Reputation: 2091
I have set a new standalone Apache Spark server on a freshly installed Ubuntu server. I try to send my first job there and I am not very successful.
Here is what I do locally:
SparkConf conf = new SparkConf().setAppName("myFirstJob").setMaster("local[*]");
JavaSparkContext javaSparkContext = new JavaSparkContext(conf);
javaSparkContext.setLogLevel("WARN");
SQLContext sqlContext = new SQLContext(javaSparkContext);
System.out.println("Hello, Remote Spark v." + javaSparkContext.version());
DataFrame df;
df = sqlContext.read().option("dateFormat", "yyyy-mm-dd")
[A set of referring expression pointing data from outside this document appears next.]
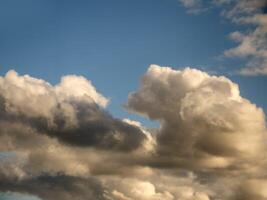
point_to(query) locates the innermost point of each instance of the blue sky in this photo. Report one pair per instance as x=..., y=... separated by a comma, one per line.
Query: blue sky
x=112, y=43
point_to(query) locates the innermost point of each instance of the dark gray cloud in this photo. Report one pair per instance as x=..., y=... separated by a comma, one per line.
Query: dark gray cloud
x=57, y=187
x=59, y=141
x=76, y=121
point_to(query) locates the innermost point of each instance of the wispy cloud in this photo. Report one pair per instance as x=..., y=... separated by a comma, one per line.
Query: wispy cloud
x=251, y=43
x=210, y=143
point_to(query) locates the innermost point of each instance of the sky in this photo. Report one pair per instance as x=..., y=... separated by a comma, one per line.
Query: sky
x=140, y=74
.json("./src/main/resources/north-carolina-school-performance-data.json");
df = df.withColumn("district", df.col("fields.district"));
df = df.groupBy("district").count().orderBy(df.col("district"));
df.show(150);
It works: it displays the name of the school districts in NC with the number of schools in the district:
Hello, Remote Spark v.1.6.1
+--------------------+-----+
| district|count|
+--------------------+-----+
|Alamance-Burlingt...| 34|
|Alexander County ...| 10|
|Alleghany County ...| 4|
|Anson County Schools| 10|
| Ashe County Schools| 5|
|Asheboro City Sch...| 8|
...
Now, if I change the first line to:
SparkConf conf = new SparkConf().setAppName("myFirstJob").setMaster("spark://10.0.100.120:7077");
It goes well to:
Hello, Remote Spark v.1.6.1
16/07/12 10:58:34 WARN TaskSchedulerImpl: Initial job has not accepted any resources; check your cluster UI to ensure that workers are registered and have sufficient resources
16/07/12 10:58:49 WARN TaskSchedulerImpl: Initial job has not accepted any resources; check your cluster UI to ensure that workers are registered and have sufficient resources
The first thing which is strange (for me) is that the server has Spark 1.6.2. I was kind of expecting to see 1.6.2 as the version number.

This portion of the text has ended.